Я выбежал из парадной двери и погнался за профессором, не спуская с него глаз, как моряк не спускает глаз с человека, который упал за борт, хотя не было никакой возможности послать за ним спасательную шлюпку или, если уж на то пошло, спасательный шар. Он плыл на высоте примерно пятидесяти футов, и вскоре я увидел, что он направляется прямо к пресвитерианской церкви.
Сама церковь была всего около тридцати футов высотой от земли до крыши, но у нее был шпиль, который достигал доброй сотни футов в высоту, хотя и не выглядел таковым. На самом деле это выглядело так, как будто он было ниже баптистского шпиля, высота которого составляла всего восемь пять футов, и пресвитериане обычно выигрывали бесконечные пари, побуждая незнакомцев делать ставки на сравнительную высоту двух шпилей. Однако в данный момент, это не имело значения. Ван Вагенер дрейфовал среди общего энтузиазма жителей, которые все выбежали из дверей, чтобы увидеть его, и вообразили, что он изобрел какой-то новый способ передвижения по воздуху и добился большого успеха в этом. Все говорили, что на этот раз профессор сделал величайшее изобретение века, и что у Нового Берлинополисвилля будет шанс установить ему памятник после его смерти, который привлечет тысячи посетителей. Я ничего не сказал, потому что ничто из того, что я мог сказать, не помогло бы профессору благополучно спуститься на землю, и у меня не хватило духу разрушить репутацию, которую он так внезапно и случайно создал.
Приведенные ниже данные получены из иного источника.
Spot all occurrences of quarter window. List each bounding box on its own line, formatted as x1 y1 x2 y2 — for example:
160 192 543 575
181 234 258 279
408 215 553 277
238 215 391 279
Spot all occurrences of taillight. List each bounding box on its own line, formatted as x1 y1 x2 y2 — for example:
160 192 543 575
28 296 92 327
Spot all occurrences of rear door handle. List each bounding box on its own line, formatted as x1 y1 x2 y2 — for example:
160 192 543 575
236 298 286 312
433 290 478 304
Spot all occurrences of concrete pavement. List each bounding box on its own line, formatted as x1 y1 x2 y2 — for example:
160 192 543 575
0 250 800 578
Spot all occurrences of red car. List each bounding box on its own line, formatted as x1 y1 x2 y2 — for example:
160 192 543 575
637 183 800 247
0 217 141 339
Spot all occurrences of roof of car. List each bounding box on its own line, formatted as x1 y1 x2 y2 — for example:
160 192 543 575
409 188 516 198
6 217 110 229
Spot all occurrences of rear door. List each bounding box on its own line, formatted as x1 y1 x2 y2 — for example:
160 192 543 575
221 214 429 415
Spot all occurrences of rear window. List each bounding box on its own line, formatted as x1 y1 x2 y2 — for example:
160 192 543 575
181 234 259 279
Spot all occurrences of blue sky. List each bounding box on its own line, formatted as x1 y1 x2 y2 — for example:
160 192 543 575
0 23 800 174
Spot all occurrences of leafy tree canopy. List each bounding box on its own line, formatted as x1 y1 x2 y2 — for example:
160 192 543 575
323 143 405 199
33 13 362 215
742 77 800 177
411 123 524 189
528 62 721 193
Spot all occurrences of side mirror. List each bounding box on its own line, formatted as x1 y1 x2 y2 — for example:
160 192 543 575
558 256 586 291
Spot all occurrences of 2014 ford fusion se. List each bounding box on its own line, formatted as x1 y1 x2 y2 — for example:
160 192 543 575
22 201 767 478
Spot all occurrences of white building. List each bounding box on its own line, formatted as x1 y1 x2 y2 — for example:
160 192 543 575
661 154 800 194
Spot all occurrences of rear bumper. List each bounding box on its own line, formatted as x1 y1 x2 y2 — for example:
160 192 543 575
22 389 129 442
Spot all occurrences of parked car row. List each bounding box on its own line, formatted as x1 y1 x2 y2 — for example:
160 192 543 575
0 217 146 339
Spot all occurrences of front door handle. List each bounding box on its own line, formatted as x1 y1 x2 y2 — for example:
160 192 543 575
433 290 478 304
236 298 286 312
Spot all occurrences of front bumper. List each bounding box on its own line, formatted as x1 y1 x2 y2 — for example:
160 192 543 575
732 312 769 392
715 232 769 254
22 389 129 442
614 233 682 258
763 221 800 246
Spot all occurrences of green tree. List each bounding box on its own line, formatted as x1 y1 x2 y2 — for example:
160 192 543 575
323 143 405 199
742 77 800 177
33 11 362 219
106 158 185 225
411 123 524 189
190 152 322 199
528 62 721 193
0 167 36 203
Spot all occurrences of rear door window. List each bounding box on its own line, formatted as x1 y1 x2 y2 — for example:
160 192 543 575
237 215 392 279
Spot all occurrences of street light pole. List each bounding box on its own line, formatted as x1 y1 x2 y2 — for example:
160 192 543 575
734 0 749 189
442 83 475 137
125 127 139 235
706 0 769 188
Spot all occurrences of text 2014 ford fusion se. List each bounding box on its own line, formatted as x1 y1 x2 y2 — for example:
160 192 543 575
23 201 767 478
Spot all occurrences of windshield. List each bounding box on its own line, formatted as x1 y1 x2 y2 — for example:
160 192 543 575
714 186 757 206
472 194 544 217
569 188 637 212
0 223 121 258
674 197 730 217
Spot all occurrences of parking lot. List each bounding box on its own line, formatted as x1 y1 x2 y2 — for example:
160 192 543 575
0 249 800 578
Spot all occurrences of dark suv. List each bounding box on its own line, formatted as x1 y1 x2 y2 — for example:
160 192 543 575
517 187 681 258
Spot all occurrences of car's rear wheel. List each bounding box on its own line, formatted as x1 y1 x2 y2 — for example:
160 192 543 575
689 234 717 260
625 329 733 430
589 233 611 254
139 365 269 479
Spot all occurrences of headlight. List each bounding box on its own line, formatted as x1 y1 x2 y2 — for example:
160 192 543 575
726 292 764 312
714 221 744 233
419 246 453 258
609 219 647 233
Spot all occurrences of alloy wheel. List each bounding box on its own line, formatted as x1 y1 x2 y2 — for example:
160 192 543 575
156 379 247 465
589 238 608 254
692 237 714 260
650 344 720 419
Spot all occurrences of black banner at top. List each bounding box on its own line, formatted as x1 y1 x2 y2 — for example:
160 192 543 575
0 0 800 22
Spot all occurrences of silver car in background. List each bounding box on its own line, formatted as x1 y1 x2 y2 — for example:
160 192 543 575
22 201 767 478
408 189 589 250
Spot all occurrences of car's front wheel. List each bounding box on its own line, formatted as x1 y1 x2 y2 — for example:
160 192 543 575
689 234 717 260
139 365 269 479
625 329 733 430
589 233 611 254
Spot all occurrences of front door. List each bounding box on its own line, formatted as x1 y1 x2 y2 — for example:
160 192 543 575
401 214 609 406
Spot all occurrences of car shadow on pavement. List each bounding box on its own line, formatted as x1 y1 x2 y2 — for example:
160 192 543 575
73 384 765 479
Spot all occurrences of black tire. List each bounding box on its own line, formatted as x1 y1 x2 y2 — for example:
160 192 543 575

По удивительной удаче Ван Вагенеру случилось добраться до самой вершины пресвитерианской колокольни, и он ухватился за нее и держался изо всех сил. Держаться было не за что, кроме громоотвода, потому что, конечно, никакого креста там не было, а на том месте, где должен был быть крест, стояло большое позолоченный ананас, слишком большое, чтобы обхватить его руками. Я никогда не мог понять, зачем туда положили позолоченный ананас. Однажды я спросил об этом главного дьякона, но он не снизошел до ответа и просто предложил мне лучше изучить Священные Писания. Так вот, у меня вошло в привычку изучать их с тех пор, как я был мальчиком, но я никогда не помню, чтобы встречал какой-либо намек на ананасы. Когда-нибудь я соберусь разобраться в этом вопросе и получить удовлетворительный ответ. Моя собственная идея заключается в том, что, когда комитет, который строил церковь, пришел к решению об украшении вершины колокольни, старый дьякон Уайт, который был импортером ананасов, бананов и тому подобного, подумал, что он мог бы рекламировать свой бизнес, поместив большое позолоченное ананасовое яблоко там, где никто не мог этого не заметить.